Mais les scientifiques ne se sont pas arrêtés là. Ils voulaient comprendre l’histoire de l’expansion de l’Univers. Pour cela, ils ont franchi une étape supplémentaire, en utilisant une technique intelligente qui implique les oscillations acoustiques de baryons (BAO). Ce sont les empreintes contemporaines d’ondes sonores qui ont voyagé à travers l’Univers primordial, alors qu’il était beaucoup plus chaud et dense qu’il ne l’est aujourd’hui. Mais lorsque l’Univers atteignit l’âge de 380'000 ans, les conditions ont soudainement changé et les ondes sonores furent «gelées» sur place, imprimées dans la structure 3D de l’Univers tel que nous le voyons aujourd’hui.

Le processus qui produisit ces BAO figées est simple, ce qui signifie que les scientifiques peuvent se faire une très bonne idée de ce à quoi les BAO devaient ressembler dans l’Univers primordial. Aussi, lorsque nous observons la structure 3D de l’Univers actuel, il contient ces anciennes BAO, mais étirées massivement par l’expansion de l’Univers.

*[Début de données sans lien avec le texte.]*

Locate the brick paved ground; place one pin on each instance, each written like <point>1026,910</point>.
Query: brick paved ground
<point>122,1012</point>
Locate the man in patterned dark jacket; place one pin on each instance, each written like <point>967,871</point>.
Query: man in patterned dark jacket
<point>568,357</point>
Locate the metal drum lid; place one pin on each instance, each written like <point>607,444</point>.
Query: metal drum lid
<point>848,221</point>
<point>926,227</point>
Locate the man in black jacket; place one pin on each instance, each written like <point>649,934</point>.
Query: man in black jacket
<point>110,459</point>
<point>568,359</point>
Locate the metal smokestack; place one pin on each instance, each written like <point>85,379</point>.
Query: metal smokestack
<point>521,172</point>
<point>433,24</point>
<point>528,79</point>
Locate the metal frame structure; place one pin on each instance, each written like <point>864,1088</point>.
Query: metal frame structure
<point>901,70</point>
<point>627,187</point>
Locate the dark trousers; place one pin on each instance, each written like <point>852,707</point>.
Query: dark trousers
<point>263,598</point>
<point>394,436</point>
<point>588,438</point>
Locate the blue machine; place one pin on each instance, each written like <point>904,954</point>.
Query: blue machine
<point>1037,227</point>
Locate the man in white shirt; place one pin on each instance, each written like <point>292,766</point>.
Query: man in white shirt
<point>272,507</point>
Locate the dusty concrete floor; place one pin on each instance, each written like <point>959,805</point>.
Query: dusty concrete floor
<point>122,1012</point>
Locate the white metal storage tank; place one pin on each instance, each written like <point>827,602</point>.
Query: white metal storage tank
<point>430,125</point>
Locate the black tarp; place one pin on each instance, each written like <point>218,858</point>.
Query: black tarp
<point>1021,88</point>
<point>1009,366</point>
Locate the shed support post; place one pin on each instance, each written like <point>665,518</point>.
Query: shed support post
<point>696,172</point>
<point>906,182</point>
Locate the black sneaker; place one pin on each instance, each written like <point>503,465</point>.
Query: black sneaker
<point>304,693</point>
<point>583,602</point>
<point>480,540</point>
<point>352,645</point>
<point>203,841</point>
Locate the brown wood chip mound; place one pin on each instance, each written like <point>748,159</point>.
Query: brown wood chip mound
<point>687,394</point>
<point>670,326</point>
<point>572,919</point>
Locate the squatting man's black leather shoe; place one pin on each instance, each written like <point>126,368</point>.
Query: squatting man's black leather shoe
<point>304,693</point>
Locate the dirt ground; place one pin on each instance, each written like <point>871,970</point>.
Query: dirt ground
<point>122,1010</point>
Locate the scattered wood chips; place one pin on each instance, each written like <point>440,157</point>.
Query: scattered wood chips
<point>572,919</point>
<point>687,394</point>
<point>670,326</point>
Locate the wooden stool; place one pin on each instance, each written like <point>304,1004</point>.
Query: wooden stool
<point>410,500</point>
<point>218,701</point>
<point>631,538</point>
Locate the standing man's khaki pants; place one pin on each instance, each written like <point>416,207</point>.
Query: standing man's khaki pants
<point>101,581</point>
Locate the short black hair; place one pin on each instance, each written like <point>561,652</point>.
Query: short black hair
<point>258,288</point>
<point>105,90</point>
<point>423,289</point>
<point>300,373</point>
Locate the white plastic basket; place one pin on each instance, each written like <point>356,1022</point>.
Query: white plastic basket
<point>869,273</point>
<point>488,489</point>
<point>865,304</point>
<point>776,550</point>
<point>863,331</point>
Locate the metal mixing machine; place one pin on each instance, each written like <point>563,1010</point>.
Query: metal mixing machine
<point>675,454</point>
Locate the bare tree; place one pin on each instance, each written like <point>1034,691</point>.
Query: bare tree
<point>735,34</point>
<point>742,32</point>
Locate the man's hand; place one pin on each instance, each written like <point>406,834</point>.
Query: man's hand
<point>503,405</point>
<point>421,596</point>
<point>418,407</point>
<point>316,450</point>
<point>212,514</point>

Les astronomes ont utilisé la taille observée d’une BAO comme «règle standard» pour mesurer les distances dans leur carte 3D, à la manière dont nous pouvons estimer la longueur d’un terrain de football en mesurant l’angle apparent d’une règle de mesure sur un côté. «Vous avez les mètres pour les petites unités de longueur, les kilomètres ou les miles pour les distances entre les villes, nous avons l’échelle BAO pour les distances entre galaxies et quasars en cosmologie», dit Pauline Zarrouk, doctorante à l’Irfu/CEA (Université de Paris-Saclay) qui a mesuré l’échelle BAO projetée.

En remontant le temps, les astronomes du SDSS ont couvert une plage de périodes de temps jamais observée auparavant. L’étude a mesuré les conditions lorsque l’Univers n’était âgé que de 3 à 7 milliards d’années, plus de 2 milliards d’années avant que la Terre ne se forme.

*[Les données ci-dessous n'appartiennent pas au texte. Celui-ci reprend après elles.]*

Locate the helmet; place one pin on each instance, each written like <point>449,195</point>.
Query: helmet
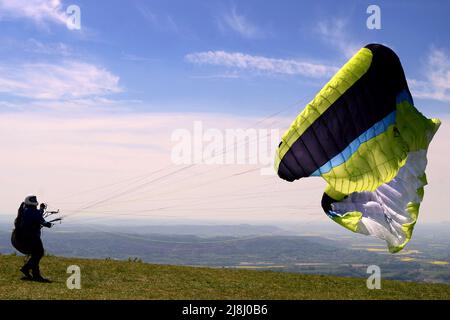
<point>31,201</point>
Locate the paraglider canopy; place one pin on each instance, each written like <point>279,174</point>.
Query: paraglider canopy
<point>363,135</point>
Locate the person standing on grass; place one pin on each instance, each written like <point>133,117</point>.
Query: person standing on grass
<point>26,236</point>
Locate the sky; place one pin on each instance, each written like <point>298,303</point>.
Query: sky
<point>86,107</point>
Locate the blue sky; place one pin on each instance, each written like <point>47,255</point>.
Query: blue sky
<point>80,108</point>
<point>149,57</point>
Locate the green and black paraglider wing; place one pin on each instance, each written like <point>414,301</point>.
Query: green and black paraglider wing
<point>363,135</point>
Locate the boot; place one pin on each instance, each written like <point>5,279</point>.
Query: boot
<point>26,271</point>
<point>38,277</point>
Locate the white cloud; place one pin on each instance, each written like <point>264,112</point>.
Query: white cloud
<point>237,60</point>
<point>239,24</point>
<point>67,80</point>
<point>436,85</point>
<point>334,33</point>
<point>71,154</point>
<point>39,11</point>
<point>57,48</point>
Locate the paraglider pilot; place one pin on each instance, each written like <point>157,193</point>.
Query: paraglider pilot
<point>26,237</point>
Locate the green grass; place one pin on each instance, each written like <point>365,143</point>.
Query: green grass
<point>106,279</point>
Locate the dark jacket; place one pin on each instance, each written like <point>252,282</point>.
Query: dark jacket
<point>32,220</point>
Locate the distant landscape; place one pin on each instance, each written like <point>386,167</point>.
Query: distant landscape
<point>309,249</point>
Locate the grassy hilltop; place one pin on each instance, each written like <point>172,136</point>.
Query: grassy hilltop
<point>107,279</point>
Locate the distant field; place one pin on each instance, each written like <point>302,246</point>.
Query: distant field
<point>107,279</point>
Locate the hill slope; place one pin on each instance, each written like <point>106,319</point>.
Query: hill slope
<point>106,279</point>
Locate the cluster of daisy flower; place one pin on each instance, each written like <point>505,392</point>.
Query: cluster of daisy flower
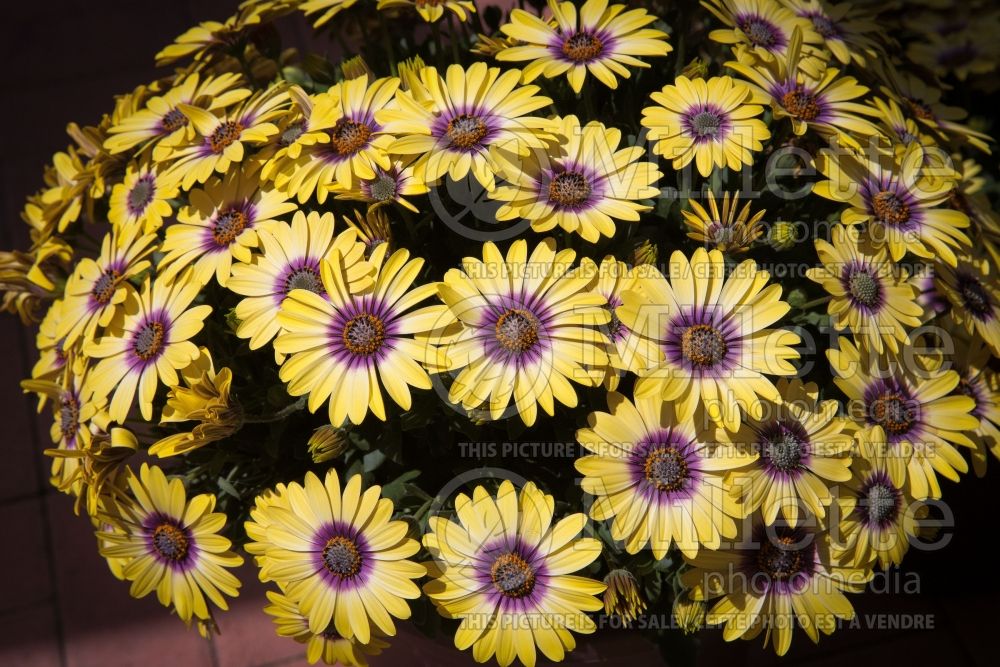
<point>263,328</point>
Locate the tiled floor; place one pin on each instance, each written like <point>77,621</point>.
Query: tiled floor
<point>60,607</point>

«Les résultats de notre étude confirment le Modèle Standard de la cosmologie. Selon celui-ci, l’Univers suit les prédictions de la Théorie générale de la relativité d’Einstein, mais comprend des composantes de la «matière sombre » et la mystérieuse «énergie sombre», qui est nécessaire pour expliquer l’expansion accélérée de l’Univers », précise Jean-Paul Kneib.

L’expérience eBOSS continue avec le télescope du SDSS. Dans la mesure où les astronomes de eBOSS observent de nouveaux quasars et des galaxies proches, la taille de leur carte 3D va continuer à s’étendre. Et lorsque eBOSS sera achevé, une nouvelle génération de Sky Survey commencera, comprenant le Dark Energy Spectroscopic Instrument (DESI) et la mission du satellite Euclide de l’Agence spatiale européenne, deux projets dont l’EPFL est également partenaire. Ces efforts vont accroître la précision des cartes d’un facteur dix par rapport à eBOSS, révélant l’Univers et l’énergie sombre à un niveau de détail sans précédent.

LEGENDE : Une coupe à travers la plus grande carte jamais réalisée de l’Univers. La Terre est à gauche, et la distances par rapport aux galaxies et aux quasars est exprimée soit en termes de redshift (en-haut), ou d’âge de l’Univers lorsque la lumière a quitté ces objets (en-bas). La localisation des quasars (des galaxies comprenant des trous noirs super-massifs) sont figurées par des points rouges, et des galaxies plus proches, et de moindre magnitude cartographiées par le SDSS, sont également représentées (en jaune). Puisque eBOSS va continuer à étudier le ciel au cours des trois prochaines années, les régions vides se rempliront de davantage de galaxies et de quasars. Credit: SDSS.